Relation based on divisibility, on set $(\mathbb N \setminus \{0,1\})\times \mathbb N$

Question

So i have to see if $\prec$ is order relation where two elements $(a,b)$ and $(c,d)$ are in relation $\prec$ if $a|c$ and $2b^{2}+6b\leq2d^{2} + 6 d$. This relation is defined on set $(\mathbb N \setminus \{0,1\}) \times ( \mathbb N)$.
To prove that $\prec$ is order relation i need to show that it is refelexive, antisymetric and transitive.
To show that it is reflexive i need to show that $(a,b)\prec(a,b)$. $(a,b)\prec(a,b)$ iff $a|a$ and $2b^{2}+6b\leq2b^{2}+6b$. Form $a|a$ only if from $a=ka$ follows that $k=1$. And here is my question since $a$ is from $(\mathbb N \setminus \{0,1\})$ thas it mean that $k$ also has to be from $(\mathbb N \setminus \{0,1\})$? If so then i have that $a\neq ka$ since $k$ is from $(\mathbb N \setminus \{0,1\})$.So on $(\mathbb N \setminus \{0,1\})$ $a\nmid a$ and there fore relation fails to be reflexive and thus fails to be order on $(\mathbb N \setminus \{0,1\}) \times ( \mathbb N)$. Now on $ \mathbb N \times \mathbb N$ this would be order.

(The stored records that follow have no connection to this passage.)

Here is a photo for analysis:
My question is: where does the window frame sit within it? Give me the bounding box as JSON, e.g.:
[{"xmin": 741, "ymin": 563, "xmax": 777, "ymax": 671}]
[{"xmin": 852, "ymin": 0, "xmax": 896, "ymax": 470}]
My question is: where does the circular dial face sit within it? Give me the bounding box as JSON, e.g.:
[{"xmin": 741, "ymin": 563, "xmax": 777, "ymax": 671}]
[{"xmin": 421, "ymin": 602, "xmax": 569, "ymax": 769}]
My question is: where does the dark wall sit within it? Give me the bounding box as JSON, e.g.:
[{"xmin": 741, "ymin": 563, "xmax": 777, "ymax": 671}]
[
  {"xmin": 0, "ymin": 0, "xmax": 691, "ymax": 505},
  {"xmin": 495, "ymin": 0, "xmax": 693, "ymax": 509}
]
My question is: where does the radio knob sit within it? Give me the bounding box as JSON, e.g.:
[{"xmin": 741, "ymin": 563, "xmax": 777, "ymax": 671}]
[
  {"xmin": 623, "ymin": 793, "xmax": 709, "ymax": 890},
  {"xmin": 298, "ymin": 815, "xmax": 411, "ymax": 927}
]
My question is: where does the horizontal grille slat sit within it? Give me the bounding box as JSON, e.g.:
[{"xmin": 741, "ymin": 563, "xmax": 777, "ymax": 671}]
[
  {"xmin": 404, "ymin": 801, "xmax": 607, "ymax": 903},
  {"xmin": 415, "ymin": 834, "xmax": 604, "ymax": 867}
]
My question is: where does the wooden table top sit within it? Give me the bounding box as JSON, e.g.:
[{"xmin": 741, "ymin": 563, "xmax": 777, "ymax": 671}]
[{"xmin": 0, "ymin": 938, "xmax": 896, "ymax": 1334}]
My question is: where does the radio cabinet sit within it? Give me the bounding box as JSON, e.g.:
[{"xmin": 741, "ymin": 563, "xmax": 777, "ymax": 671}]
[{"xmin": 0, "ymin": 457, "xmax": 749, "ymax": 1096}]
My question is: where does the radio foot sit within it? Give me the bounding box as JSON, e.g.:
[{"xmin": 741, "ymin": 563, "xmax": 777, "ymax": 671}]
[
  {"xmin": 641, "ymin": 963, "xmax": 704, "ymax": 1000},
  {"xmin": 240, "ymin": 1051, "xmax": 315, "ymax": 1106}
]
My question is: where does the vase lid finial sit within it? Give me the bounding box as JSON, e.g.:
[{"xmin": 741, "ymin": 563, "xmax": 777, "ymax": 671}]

Is this reasoning correct?

Answer 1

No, $k$ can be any integer and does not have to be an element of $\mathbb{N}\setminus\{0,1\}$. The relation $a\mid c$ is defined as a relation between two integers, and means that there exists an integer $k$ such that $c=ka$. The fact that in your context you are restricting your attention to $a$ and $c$ which are in $\mathbb{N}\setminus\{0,1\}$ does not change the meaning of $a\mid c$.